Yeah -- that's how we're using it now. I want to replace and/or augment the RANS simulations with another ML algorithm to do faster estimates of the flow field
@tpg2114 you ever see this paper on Super Slo-Mo? It uses optic flow to create interpolation frames to convert regular video into super slow-motion video :D
@enumaris I haven't seen that specifically, but my summer intern last summer used some convolutional neural networks to in-fill frames in time from experimental data. I guess it's basically the same idea, we had 10 kHz movie and we upscaled it to 1 MHz
I guess that turns a super slo-mo to a hyper slo-mo :)

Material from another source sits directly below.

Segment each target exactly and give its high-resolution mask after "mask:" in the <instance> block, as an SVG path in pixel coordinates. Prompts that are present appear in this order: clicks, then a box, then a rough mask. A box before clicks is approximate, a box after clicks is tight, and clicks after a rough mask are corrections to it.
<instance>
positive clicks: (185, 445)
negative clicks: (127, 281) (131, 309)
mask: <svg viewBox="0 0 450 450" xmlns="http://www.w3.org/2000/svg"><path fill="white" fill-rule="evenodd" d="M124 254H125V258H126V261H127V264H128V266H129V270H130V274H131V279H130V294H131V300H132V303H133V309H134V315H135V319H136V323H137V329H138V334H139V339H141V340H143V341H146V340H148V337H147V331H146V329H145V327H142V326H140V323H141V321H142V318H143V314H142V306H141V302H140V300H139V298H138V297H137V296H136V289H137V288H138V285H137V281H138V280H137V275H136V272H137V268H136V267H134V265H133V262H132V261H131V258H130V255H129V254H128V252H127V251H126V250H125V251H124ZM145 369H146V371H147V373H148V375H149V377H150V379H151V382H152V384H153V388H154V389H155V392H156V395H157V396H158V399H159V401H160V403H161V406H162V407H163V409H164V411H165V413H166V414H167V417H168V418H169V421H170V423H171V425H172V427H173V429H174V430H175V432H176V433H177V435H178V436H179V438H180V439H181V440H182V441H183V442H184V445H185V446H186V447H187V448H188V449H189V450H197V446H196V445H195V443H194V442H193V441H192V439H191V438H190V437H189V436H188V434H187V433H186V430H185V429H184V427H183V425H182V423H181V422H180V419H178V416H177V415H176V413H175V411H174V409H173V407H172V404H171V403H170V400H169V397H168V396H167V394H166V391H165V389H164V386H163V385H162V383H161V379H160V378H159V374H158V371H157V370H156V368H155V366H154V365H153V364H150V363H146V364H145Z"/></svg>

@ACuriousMind actually explainable AI is much harder for neural-types of ML. Traditional ML algorithms tend to be surprisingly explainable... e.g. linear regression is pretty easy to explain
Trees also tend to tell you exactly how their nodes are split
which can basically reduce them to a bunch of if-else statements
Yeah. Although, that's the key to turbulence if we can do it right. Large-eddy simulation (LES) coarse-grains the solution and then models the small scale turbulent effects on the coarse-grained solution. One of the assumptions that comes from Kolmogorov's hypothesis is that the small scales are universal
So if we could upscale our coarse-grained solution, we can get much better answers (in theory)
I would guess that if you just think of Neural Networks as powerful function approximators capable of modeling quite non-linear functions, you might be able to find some nice applications.